Research indicates that ribonucleotide reductase-deficient HSV-1 can establish latency in the central nervous system of mice but cannot reactivate . Similarly, ribonucleotide reductase deletion mutants of pseudorabies virus are avirulent and elicit protective immunity in pigs. These observations suggest that VZV strain Oka with ribonucleotide reductase modifications could potentially be a superior live virus vaccine candidate .
Understanding the expression patterns of ORF18 across different phases of the viral life cycle provides insights into its role in VZV pathogenesis:
During lytic infection, ORF18, encoding the small subunit of ribonucleotide reductase, is expected to be expressed as an early gene to support viral DNA replication. During latency, viral gene expression is highly restricted, with only a limited set of transcripts detected.

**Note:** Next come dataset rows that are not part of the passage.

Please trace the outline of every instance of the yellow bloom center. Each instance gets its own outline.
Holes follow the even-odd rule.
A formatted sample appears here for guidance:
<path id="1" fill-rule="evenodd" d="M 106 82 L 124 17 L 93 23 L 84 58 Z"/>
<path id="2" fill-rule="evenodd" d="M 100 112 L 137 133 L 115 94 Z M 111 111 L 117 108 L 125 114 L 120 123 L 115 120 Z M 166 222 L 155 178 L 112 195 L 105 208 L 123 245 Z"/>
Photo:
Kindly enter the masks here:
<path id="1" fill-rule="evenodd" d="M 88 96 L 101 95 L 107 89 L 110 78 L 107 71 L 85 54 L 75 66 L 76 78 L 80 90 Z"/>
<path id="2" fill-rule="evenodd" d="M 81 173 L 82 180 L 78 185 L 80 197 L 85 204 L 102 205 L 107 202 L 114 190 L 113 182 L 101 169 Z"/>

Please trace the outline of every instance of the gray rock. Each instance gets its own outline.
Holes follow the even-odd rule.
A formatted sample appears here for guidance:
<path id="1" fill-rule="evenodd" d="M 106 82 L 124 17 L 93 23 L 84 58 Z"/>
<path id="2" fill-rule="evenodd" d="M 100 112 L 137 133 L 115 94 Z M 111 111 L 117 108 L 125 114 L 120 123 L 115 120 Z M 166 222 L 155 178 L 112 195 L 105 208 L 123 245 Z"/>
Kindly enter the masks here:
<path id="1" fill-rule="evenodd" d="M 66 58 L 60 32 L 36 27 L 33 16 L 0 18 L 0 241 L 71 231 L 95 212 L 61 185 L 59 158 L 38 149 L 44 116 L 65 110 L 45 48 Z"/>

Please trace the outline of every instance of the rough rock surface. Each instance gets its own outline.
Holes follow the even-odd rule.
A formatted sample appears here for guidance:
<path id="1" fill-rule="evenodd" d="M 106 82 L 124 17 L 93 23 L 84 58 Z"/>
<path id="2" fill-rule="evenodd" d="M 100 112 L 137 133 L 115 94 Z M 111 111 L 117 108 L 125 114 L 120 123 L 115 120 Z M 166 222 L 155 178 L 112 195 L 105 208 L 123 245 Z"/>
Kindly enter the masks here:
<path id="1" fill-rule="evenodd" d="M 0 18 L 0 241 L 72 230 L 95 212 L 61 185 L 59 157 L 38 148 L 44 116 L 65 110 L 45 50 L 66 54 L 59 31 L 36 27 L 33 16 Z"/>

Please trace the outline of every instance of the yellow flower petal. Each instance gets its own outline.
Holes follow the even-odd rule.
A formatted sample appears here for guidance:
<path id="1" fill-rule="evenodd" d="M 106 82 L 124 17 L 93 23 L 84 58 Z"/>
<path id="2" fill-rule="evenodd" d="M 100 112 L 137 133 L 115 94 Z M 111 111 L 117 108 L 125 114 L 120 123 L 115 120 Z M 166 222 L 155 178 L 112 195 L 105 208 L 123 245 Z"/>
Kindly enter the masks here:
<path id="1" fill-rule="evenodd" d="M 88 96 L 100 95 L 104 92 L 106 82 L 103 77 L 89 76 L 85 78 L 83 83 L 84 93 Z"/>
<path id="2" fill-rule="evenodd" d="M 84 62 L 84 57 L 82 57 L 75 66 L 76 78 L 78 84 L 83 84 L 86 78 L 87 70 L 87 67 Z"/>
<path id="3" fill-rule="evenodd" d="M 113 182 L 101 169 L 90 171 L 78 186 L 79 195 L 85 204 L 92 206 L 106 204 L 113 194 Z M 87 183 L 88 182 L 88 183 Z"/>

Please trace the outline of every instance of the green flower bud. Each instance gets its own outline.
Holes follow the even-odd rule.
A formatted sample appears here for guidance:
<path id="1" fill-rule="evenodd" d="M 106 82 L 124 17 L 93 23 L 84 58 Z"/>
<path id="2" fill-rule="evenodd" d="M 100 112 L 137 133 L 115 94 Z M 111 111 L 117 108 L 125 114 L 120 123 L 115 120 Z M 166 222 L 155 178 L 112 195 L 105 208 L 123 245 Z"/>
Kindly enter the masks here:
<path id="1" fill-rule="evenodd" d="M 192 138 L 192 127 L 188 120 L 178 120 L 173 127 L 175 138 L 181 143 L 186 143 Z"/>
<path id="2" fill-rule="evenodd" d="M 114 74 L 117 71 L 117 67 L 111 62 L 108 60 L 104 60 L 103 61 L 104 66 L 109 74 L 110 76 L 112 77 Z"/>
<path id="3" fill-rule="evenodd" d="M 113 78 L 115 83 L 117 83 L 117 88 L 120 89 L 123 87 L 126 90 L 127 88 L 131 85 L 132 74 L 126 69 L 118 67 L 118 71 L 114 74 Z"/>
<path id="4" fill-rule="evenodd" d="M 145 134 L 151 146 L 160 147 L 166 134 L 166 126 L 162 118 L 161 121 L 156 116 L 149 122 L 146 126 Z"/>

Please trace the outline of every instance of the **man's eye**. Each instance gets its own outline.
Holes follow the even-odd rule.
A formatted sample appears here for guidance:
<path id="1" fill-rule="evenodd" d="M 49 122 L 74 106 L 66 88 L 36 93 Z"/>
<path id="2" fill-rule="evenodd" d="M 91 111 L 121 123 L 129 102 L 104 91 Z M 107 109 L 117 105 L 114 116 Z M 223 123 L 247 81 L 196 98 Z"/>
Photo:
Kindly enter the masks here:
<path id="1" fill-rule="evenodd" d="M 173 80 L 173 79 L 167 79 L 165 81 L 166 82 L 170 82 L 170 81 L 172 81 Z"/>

In latently infected human trigeminal ganglia, the predominant transcripts are the VZV latency-associated transcript (VLT) and associated VLT-ORF63 splice variants . Recent research has also identified circular RNAs (circRNAs) during VZV infection, including VZV latency-associated transcript-like circRNAs (circVLTs) .
Methodological approaches to study ORF18 expression during latency:
Single-cell RNA sequencing of latently infected neurons
In situ hybridization in human ganglia specimens
Analysis of chromatin modifications at the ORF18 promoter during latency
Use of reporter viruses in latency models
Comparison of ORF18 expression in in vitro latency models with different stimuli
The SH-SY5Y neuroblastoma cell line has been used as a model to investigate VZV latency. When these cells are differentiated into neuron-like cells and infected with low-titer VZV in the presence of acyclovir, a quiescent infection can be established . This system could be useful for studying ORF18 expression during the transition between lytic and latent states.
Oncolytic virotherapy using engineered VZV represents an emerging area of research. The potential role of ORF18 modifications in this context includes:
Attenuation for safety: Mutations in ribonucleotide reductase genes could provide a mechanism to attenuate viral replication in normal tissues while maintaining oncolytic activity in cancer cells, which often have dysregulated nucleotide metabolism.
Tumor selectivity: Cancer cells frequently have elevated dNTP pools due to upregulated nucleotide metabolism, potentially complementing deficiencies in viral ribonucleotide reductase function.
Compatibility with immune-stimulatory modifications: As demonstrated with Ellen-ΔORF8-tet-off-scIL12, a VZV vector with deleted deoxyuridine triphosphatase (ORF8) and an inducible IL-12 expression cassette, attenuation of specific viral functions can be combined with immunostimulatory modifications to enhance therapeutic efficacy .
Recent research has explored the oncolytic potential of VZV:
VZV strains vOka and Ellen exhibited potent antitumor efficacy in a MeWo melanoma xenograft model
Deletion of ORF8 (encoding viral deoxyuridine triphosphatase) attenuated VZV replication both in vitro and in vivo without compromising oncolytic potency
Addition of an inducible mouse single-chain IL-12 (scIL12) gene cassette to the attenuated vector triggered systemic antitumor immune responses in an immunocompetent melanoma model
Similar approaches could be applied to ORF18 to develop novel oncolytic VZV vectors with enhanced safety and efficacy profiles.